Theophylact (exarch)

Theophylact (Latin: Theofilactus or Theophylactus; Greek: Θεοφύλακτος, translit. Theophúlaktos) was Exarch of Ravenna from 701 or 702 to 709, succeeding John II Platinus.

According to T.S. Brown, the garrison of Ravenna made an attempt on his life in 701.[1] Shortly after his promotion, Theophylact marched from Sicily to Rome, where John VI had recently been made Pope. His reasons for marching into the city are not known, but his presence infuriated the Romans. The local soldiers threatened Theophylactus, but John managed to subdue them; several of the exarch's minions, however, were set upon.[2]

In 709 the Byzantine emperor Justinian II sent an expedition under the command of the patrician Theodore against the city of Ravenna, possibly in retaliation for the participation of the city's inhabitants in the rebellion of 695. Theodore, upon reaching Ravenna, invited all of the leading citizens of the city to attend a banquet. As they arrived, they were seized and dragged aboard ship. Ravenna was then sacked, while the captured officials were brought to Constantinople. There, Justinian sentenced them all to death; the Archbishop Felix alone was spared, although he was blinded. Theophylact was apparently not a victim of the catastrophe, but had little control over the situation, and the exarchate was severely weakened.[3]

Theophylactus was succeeded by John III Rizocopus in 709.

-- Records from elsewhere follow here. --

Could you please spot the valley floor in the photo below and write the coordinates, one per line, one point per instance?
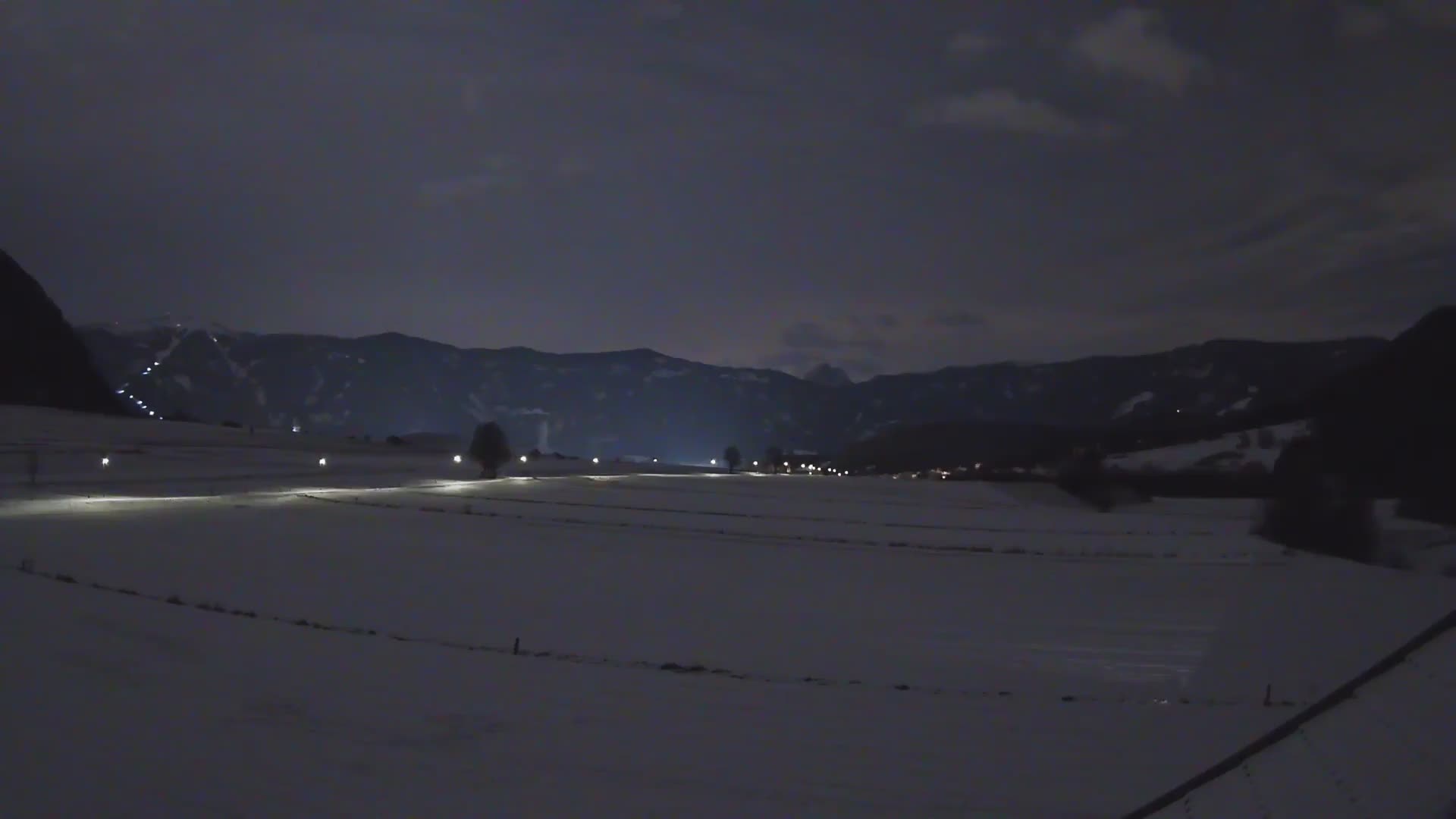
(343, 642)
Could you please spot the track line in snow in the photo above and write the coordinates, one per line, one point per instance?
(689, 670)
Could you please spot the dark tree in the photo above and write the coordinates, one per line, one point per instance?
(775, 457)
(490, 449)
(1085, 479)
(1318, 507)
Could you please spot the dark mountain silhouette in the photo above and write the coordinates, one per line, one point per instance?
(42, 362)
(644, 403)
(1392, 420)
(827, 375)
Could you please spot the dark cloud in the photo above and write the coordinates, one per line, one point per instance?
(1133, 42)
(814, 335)
(1098, 178)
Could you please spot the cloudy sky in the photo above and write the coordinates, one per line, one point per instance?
(880, 186)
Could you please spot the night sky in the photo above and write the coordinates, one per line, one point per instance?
(772, 183)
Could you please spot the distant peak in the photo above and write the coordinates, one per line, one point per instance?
(827, 375)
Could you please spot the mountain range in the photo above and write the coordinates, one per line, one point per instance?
(644, 403)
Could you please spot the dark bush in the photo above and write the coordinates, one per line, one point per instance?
(1084, 477)
(490, 449)
(1315, 509)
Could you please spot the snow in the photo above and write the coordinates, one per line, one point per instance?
(1238, 406)
(1204, 452)
(868, 648)
(1131, 404)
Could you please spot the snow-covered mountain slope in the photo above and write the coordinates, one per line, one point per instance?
(642, 401)
(42, 362)
(341, 640)
(1235, 452)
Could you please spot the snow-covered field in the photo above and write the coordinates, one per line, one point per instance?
(341, 639)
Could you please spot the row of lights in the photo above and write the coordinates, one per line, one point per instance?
(123, 391)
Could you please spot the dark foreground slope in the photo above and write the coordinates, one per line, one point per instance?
(42, 362)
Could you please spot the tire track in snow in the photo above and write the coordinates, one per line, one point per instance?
(689, 670)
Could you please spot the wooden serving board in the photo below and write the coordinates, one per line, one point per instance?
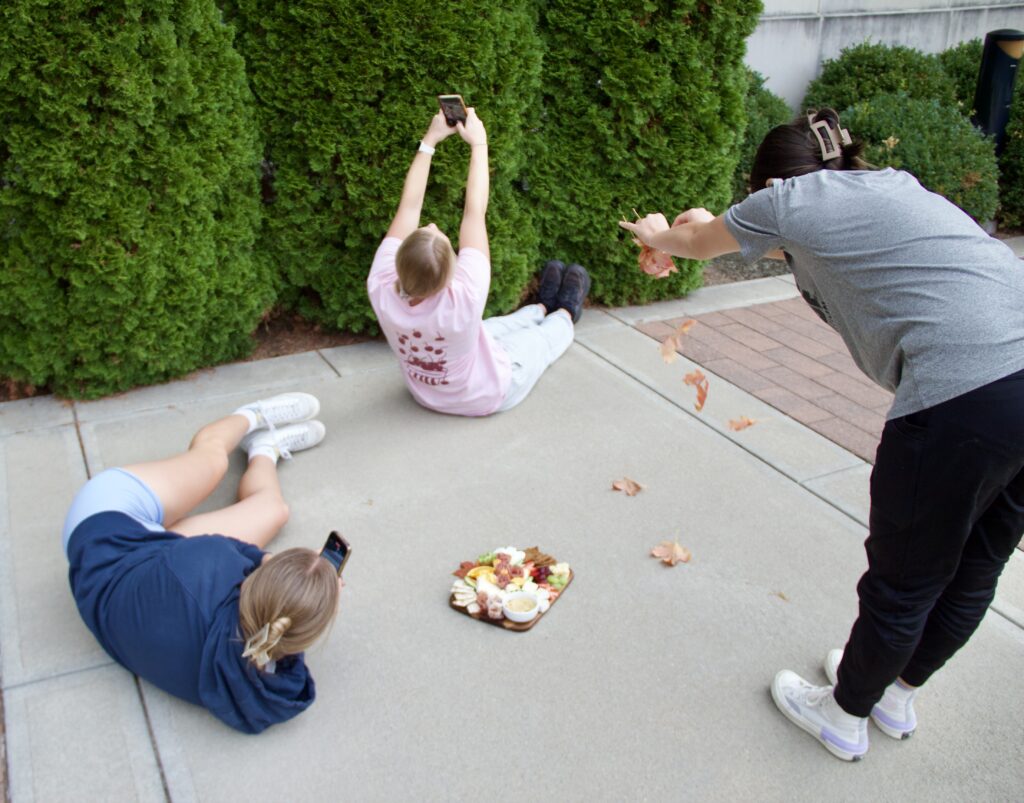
(508, 624)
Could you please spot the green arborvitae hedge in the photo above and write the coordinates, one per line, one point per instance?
(128, 194)
(765, 110)
(1012, 163)
(935, 142)
(346, 88)
(870, 69)
(643, 109)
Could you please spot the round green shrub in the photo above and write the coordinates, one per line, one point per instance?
(643, 109)
(963, 62)
(765, 110)
(934, 142)
(346, 88)
(128, 194)
(869, 69)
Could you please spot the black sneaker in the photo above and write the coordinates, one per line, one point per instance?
(551, 280)
(576, 286)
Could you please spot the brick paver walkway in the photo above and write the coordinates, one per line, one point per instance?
(784, 354)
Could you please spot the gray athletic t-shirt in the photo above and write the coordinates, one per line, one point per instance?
(929, 305)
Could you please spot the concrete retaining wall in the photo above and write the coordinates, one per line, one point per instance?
(795, 36)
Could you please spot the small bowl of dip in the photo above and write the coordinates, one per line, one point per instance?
(520, 606)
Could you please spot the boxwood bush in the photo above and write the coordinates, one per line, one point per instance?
(346, 89)
(128, 194)
(765, 110)
(963, 62)
(933, 141)
(643, 109)
(871, 69)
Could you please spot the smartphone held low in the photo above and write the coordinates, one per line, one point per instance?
(336, 551)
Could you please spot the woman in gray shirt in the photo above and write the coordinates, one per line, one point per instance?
(931, 308)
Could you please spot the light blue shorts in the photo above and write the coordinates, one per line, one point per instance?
(115, 491)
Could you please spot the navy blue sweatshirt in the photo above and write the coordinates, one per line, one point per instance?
(166, 607)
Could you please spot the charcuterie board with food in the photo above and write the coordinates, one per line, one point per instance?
(508, 587)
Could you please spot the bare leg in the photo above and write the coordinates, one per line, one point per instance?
(256, 517)
(182, 481)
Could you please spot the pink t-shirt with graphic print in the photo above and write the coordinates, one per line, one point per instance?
(450, 362)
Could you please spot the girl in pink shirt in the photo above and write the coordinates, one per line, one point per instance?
(429, 301)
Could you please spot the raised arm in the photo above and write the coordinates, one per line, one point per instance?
(473, 233)
(407, 219)
(696, 234)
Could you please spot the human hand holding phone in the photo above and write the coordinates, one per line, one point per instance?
(472, 130)
(437, 130)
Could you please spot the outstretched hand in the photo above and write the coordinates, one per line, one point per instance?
(646, 227)
(697, 215)
(438, 130)
(472, 130)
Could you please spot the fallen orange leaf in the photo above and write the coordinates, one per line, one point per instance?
(631, 487)
(698, 380)
(672, 342)
(671, 553)
(701, 395)
(694, 378)
(669, 346)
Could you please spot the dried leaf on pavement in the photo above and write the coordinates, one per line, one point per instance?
(669, 346)
(630, 487)
(673, 341)
(670, 552)
(699, 381)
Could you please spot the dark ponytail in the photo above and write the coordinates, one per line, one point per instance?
(794, 150)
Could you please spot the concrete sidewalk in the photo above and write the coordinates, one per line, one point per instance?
(643, 683)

  1. ^ Brown, "The Church of Ravenna and the Imperial Administration in the Seventh Century", English Historical Review, 94 (1979), p. 25
  2. ^ Raymond Davis (translator), The Book of Pontiffs (Liber Pontificalis), first edition (Liverpool: University of Liverpool Press, 1989), p. 87
  3. ^ Described in great detail by Andreas Agnellus (chaps. 138-140), whose ancestor Johannicus was one of those carried off; Deborah Mauskopf Deliyannis (translator and editor), The Book of Pontiffs of the Church of Ravenna (Washington: Catholic University of America Press, 2004), pp.259-265.